Unlike the Red Sea, which offers the alternative of circumnavigating Africa, the Persian Gulf route through the Strait of Hormuz has no maritime alternatives. While there are land-based pipeline options in the event of a closure, their capacity is limited compared to maritime volumes. Saudi Arabia operates the Petroline (also known as the East-West Pipeline), which runs across the country from the Abqaiq facility to the Red Sea and has a nominal capacity of around 4.8 million barrels per day. It is currently underutilised, with a spare capacity of approximately 2.8 million barrels per day. The United Arab Emirates runs the Abu Dhabi Crude Oil Pipeline, capable of transporting 1.5 million barrels per day, linking Abu Dhabi’s onshore oil fields to the port of Fujairah on the Gulf of Oman, allowing crude oil shipments to bypass the Strait of Hormuz. The government has planned to increase this capacity to 1.8 million barrels per day in the near future.
Analysts predict a wide range of scenarios regarding oil prices, depending on the duration and extent of any potential closure. Deutsche Bank estimates that a total shutdown disrupting 21 million barrels per day for two months could push oil prices beyond 120 dollars per barrel. Rabobank suggests prices could even spike to 150 dollars per barrel, recalling that Brent briefly reached 139 dollars in 2022 following Russia’s invasion of Ukraine.
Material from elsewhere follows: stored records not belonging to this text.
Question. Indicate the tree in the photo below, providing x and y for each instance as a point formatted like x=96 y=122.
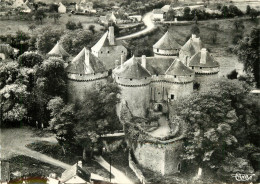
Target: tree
x=248 y=53
x=55 y=16
x=53 y=8
x=92 y=28
x=32 y=27
x=238 y=24
x=195 y=30
x=47 y=39
x=30 y=59
x=40 y=15
x=253 y=14
x=13 y=92
x=170 y=15
x=96 y=116
x=248 y=10
x=186 y=14
x=214 y=37
x=219 y=123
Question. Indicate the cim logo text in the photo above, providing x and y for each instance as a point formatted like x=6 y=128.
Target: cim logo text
x=242 y=177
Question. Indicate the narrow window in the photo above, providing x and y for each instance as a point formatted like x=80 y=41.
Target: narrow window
x=179 y=167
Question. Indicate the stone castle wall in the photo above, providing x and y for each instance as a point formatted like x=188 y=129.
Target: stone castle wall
x=161 y=158
x=136 y=94
x=161 y=53
x=79 y=84
x=204 y=80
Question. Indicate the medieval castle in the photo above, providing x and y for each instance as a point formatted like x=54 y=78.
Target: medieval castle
x=147 y=84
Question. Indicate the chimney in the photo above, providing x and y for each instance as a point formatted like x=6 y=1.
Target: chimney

But it’s not just oil that flows through Hormuz. Liquefied natural gas (LNG) is even more vulnerable, as 20 percent of global LNG trade passes through the strait, including all exports from Qatar, the world’s second-largest LNG exporter. Eighty percent of these volumes are destined for Asia, while Europe receives about 20 percent, meaning any disruption would intensify competition between regions. Qatar has already taken precautions, instructing LNG vessels to wait outside the Strait of Hormuz until they are ready to load. This decision reflects the level of concern among major energy exporters.
There is also the matter of non-energy goods. Ports in the Persian Gulf, such as Jebel Ali and Khor Fakkan, have become significant global transshipment hubs, with feeder services extending into the Persian Gulf, South Asia and East Africa. A considerable portion of cargo from these ports is bound for Dubai, which has established itself as a key transshipment centre linking large container ships to smaller feeder vessels operating across a vast region from the Persian Gulf to South Asia and East Africa. Disruption or delays in this supply chain would have knock-on effects across a wide area, causing logistical breakdowns and port congestion.
The maritime insurance sector has been quick to respond, with premiums already rising for ships transiting Hormuz. According to Marsh McLennan, the world’s largest insurance broker, hull and machinery insurance costs for vessels operating in the region have risen from 0.125 percent to 0.2 percent of the ship’s value, an increase of over 60 percent. This means insuring a 100 million dollar ship now costs around 200,000 dollars, up from the previous 125,000 dollars. War risk premiums for Red Sea transits have also climbed, while coverage for Israeli ports has tripled to 0.7 percent. Additionally, the validity period of insurance quotes has been halved from 48 hours to 24, signalling the growing volatility of the market.